Essayez de vous souvenir de la dernière fois où vous lui avez téléphoné pour prendre de ses nouvelles.  Non, je ne parle pas de toutes ces fois où vous lui avez téléphoné pour lui raconter vos malheurs ou lui demander de l'argent, elles seraient trop nombreuses.  Mais de ces fois, où vous vous êtes inquiétés pour lui… Comment ? vous ne vous en souvenez pas … vous ne voyez pas de quoi je parle ?

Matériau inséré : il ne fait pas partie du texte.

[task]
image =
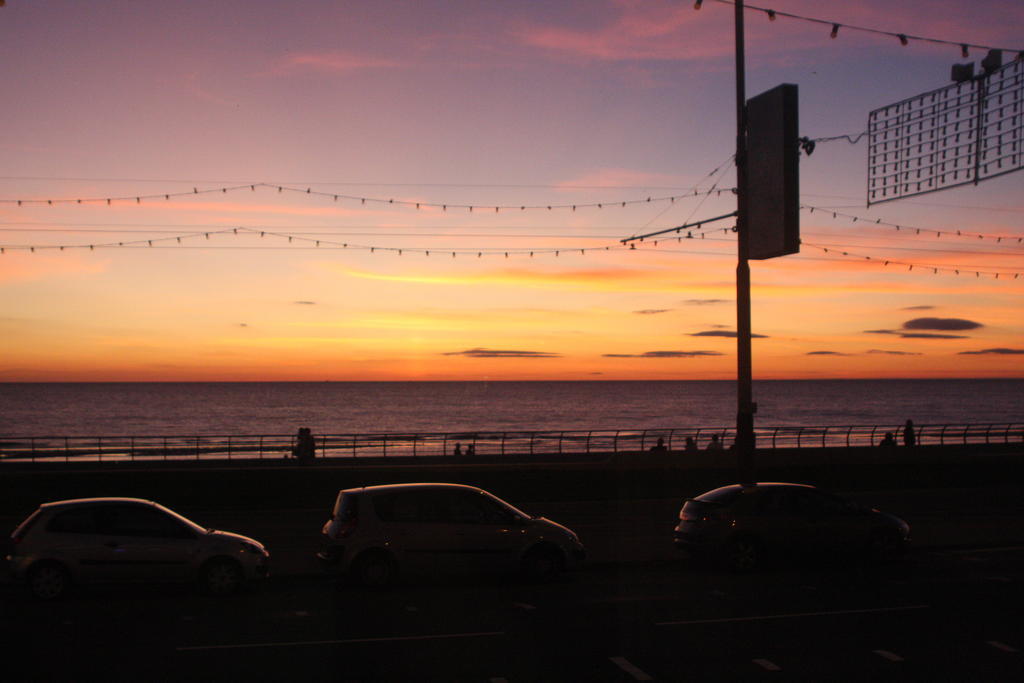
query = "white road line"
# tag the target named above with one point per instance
(350, 641)
(631, 669)
(971, 551)
(765, 617)
(767, 665)
(886, 654)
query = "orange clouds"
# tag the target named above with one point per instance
(23, 267)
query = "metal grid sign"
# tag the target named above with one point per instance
(952, 136)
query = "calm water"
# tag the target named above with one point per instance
(279, 408)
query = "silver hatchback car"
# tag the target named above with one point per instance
(127, 539)
(377, 530)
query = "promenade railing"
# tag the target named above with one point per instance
(415, 444)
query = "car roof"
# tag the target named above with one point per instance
(382, 488)
(93, 501)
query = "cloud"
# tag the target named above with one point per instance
(601, 280)
(928, 335)
(497, 353)
(994, 351)
(23, 267)
(942, 324)
(334, 61)
(662, 354)
(887, 352)
(723, 333)
(914, 335)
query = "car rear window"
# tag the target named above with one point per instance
(723, 496)
(346, 507)
(76, 520)
(24, 527)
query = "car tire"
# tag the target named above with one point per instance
(375, 569)
(542, 563)
(221, 578)
(48, 581)
(743, 553)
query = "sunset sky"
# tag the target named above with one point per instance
(481, 103)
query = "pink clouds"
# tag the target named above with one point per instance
(23, 267)
(660, 31)
(338, 62)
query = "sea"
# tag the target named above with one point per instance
(157, 409)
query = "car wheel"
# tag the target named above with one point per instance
(541, 563)
(221, 578)
(376, 569)
(48, 581)
(743, 553)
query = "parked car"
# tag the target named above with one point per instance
(126, 539)
(742, 524)
(376, 531)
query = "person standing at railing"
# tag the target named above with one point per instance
(909, 437)
(305, 446)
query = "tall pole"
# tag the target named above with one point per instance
(745, 407)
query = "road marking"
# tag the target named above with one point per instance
(886, 654)
(767, 665)
(971, 551)
(350, 641)
(631, 669)
(764, 617)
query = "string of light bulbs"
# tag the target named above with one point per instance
(903, 38)
(920, 267)
(309, 191)
(998, 239)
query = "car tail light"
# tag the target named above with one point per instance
(700, 515)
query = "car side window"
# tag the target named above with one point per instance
(78, 520)
(137, 520)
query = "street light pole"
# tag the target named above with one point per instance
(744, 442)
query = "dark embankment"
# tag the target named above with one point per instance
(281, 484)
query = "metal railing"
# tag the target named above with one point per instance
(261, 446)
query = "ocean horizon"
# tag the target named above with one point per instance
(80, 409)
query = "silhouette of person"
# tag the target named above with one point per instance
(909, 437)
(305, 445)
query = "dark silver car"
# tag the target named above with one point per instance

Je ne vous parle pas non plus des traversées du désert qu'il a faites, avec maman et le petit à ses côtés, je ne vous parlerai pas de sa lutte et sa victoire pour entrer dans mon cœur, puisque vous ne semblez pas connaître cette partie de l'humain qui nous fait avancer.

J'ai parlé à votre père, à votre frère, des heures et des heures durant.  Je l'aimais, il m'aimait.  J'ai toujours dit qu'il n'était pas mon papa, et que je n'étais pas sa fille … mais que dans nos cœurs, c'était clair. 

Jamais je n’aurais osé faire ce que vous avez fait …

Lui enlever son alliance … la reprendre chez vous … et « oublier » de prévenir maman…

Plus que quelques grammes d’or, cette alliance est le symbole de leur union, contre vents et marées, le symbole d’un amour qui pour moi devient, jour après jour, exemplaire…

Maman a sa force, sa sagesse, son calme et sa grandeur.  Moi j'ai juste ma rage, ma colère et mes mots.  Mon amour et mon admiration pour elle.

Comment osez vous vous regarder encore le matin dans la glace ?

26 septembre 2005

Et ce matin...

... ils ont dit :" Vous savez, il a encore eu des convulsions ce week end".

Maman vient te voir demain.

Elle me dit qu'elle sent qu'elle doit y aller.

Elle sait pas pourquoi.  Elle sait juste qu'elle doit.

Ma maman en morceaux...

24 septembre 2005

Et encore ...

Et encore ce matin, ils ont dit :

"On n'a pas décelé de lésions au cerveau. MAIS il faut attendre les résultats du scanner.  Ca prend du temps, les résultats du scanner.  Il ne tremble plus.  Il est plus calme.  Mais son état ne s'améliore pas"

MAIS PUTAIN .........QU'EST CE QUE TU FOUS LA HAUT, TU DORS OU QUOI  ???????????

23 septembre 2005

Regarde par là

Ce matin, ils ont dit ... peut-être une encéphalite...

Regarde plus loin, regarde par là...

envol

parce que quoi qu'il arrive, si tu en sors vivant, tu ne seras plus jamais celui que tu étais.